There is no question that he plays with images by repeating them, inserting echoes and strange coincidences into his visual narratives. A color shot of a naked woman in a bathtub is followed by a black-and-white photo of a naked woman in a brook (Histoire de ma vie racontée par mes photographies). The picture moves, carried away by a miraculous gust of wind: this is one of the techniques used by Lehman to give life to objects that would seem inanimate to a neophyte, but which are, to him, a “second skin,” a framework with a pulse that can go wild and turn into storm. In the field of motion pictures, the wind is capricious and correspondences are lifted up, soar, and surge like menacing waves.

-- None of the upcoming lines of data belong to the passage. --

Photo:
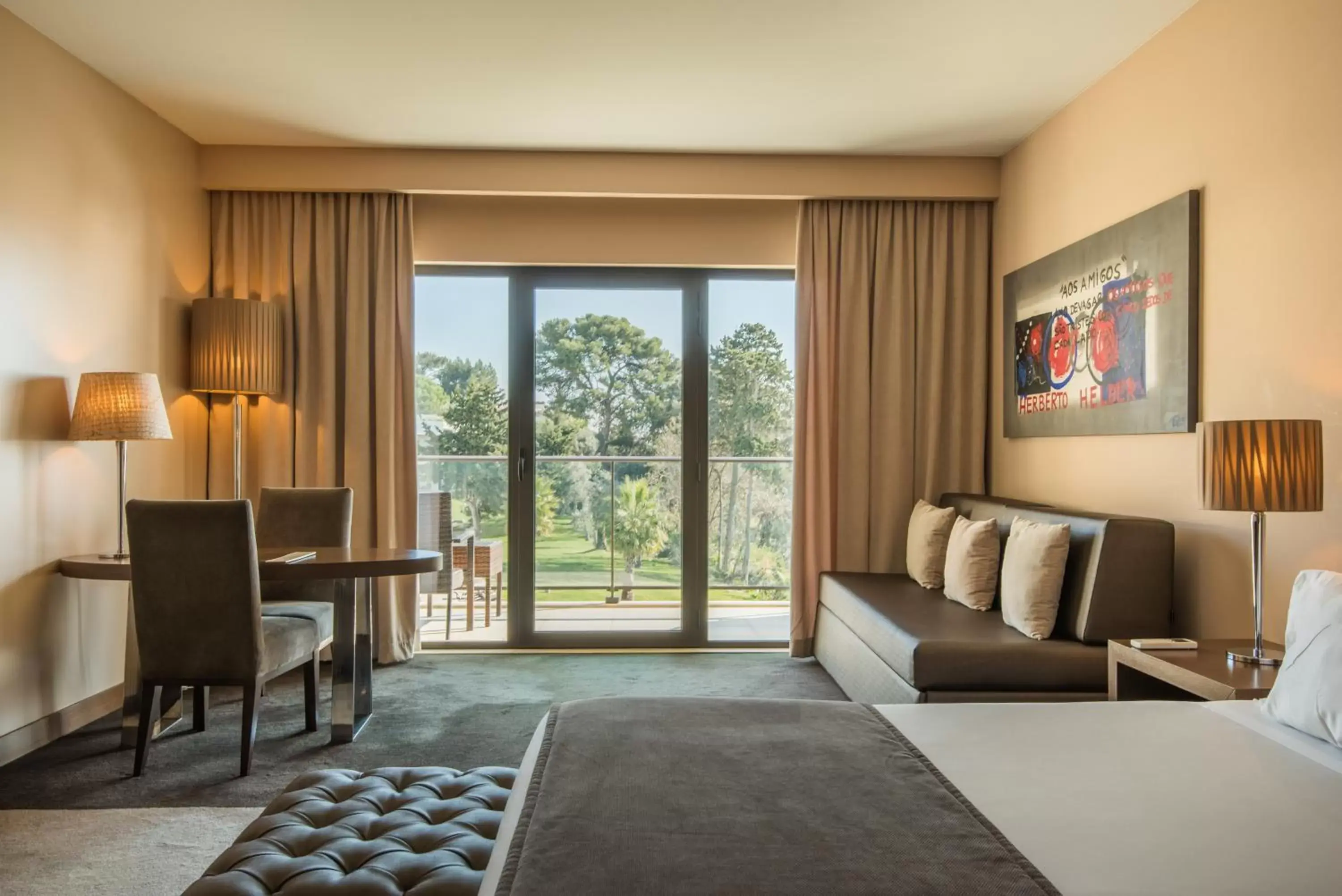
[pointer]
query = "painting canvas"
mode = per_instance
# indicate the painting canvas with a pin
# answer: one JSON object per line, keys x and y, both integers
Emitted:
{"x": 1101, "y": 337}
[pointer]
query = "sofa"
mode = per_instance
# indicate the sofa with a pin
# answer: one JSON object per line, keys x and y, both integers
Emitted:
{"x": 886, "y": 639}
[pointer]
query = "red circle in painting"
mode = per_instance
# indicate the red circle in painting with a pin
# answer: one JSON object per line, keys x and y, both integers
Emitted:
{"x": 1062, "y": 349}
{"x": 1104, "y": 341}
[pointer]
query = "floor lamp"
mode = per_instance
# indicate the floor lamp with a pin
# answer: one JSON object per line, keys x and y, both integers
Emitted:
{"x": 119, "y": 407}
{"x": 1261, "y": 466}
{"x": 237, "y": 349}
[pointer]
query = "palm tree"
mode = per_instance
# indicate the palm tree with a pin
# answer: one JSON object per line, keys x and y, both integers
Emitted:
{"x": 641, "y": 528}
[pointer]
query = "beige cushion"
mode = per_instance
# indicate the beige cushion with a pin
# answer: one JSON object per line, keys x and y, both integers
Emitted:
{"x": 1032, "y": 576}
{"x": 929, "y": 532}
{"x": 972, "y": 564}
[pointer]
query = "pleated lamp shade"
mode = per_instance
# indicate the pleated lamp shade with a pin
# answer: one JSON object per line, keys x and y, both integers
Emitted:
{"x": 1262, "y": 465}
{"x": 237, "y": 347}
{"x": 119, "y": 407}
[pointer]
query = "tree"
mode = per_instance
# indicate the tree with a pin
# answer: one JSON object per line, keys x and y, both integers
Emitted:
{"x": 641, "y": 528}
{"x": 749, "y": 415}
{"x": 547, "y": 503}
{"x": 473, "y": 420}
{"x": 610, "y": 373}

In Babel (his 1991 river-film) there is something reminiscent of the Atlantide: a kingdom that is underground (inner), immersed (already passed but reconstructed on the screen), vast (terrain for multiple and interconnected encounters), majestic and decayed (rich and poor).
Utterly self-sufficient, Lehman has developed his own cinematic system, like a lonesome cowboy. Indeed, if you wish to see his work you just need to give the “maker of films” a call or to snatch him on the streets of Brussels (every inhabitant will confirm that he is the guy you always meet by chance) to set up a private screening in your home without any high-tech device. Just rent a video-projector and Lehman will show up to meet you and introduce you to his works. These private screenings are pervaded with both the atmosphere of a Rivettian conspiracy and a feeling of precariousness. Ripped violently from the void, his films are thrilled to have found the light, to have persevered along a steep, rough, and almost hostile path, fighting against mainstream, consumer-oriented multiplex films. Each shot lasts a long time, hesitating to come to an end, knowing it might be the last (the threat, uttered by Lehman himself, not to make films anymore looms over his entire work). The viewer embraces this state of emergency that finally makes it possible to restore a present and a presence; the craftsman has managed to shield his cinema from the gilded temptations of the Romanesque. And, in a very humble way, Lehman invites us to witness this victory. This is an improvised and nomadic victory without annexed territories or trophies. But it has revived the frantic desire to practice metaphysics through image and sound, within an obstacle course of unexpected challenges and utopias (the Ideal Film as a Radiant City). Thus, the assessment turns into a labor of love, an archeological dig looking for clues, having sped up time, in search of ordinary and extraordinary instances which jerk the filmmaker back and forth between his scientific urge to archive and his desire for strong, tangible embodiments and visual metaphors, going as far as considering making love to a roll of film! Through cinema, Lehman has saved that which others have saved only by resorting to mysticism: the Whole of a passionate tangent where the digressions of others become the fictional elements of your own reconciliation with reality.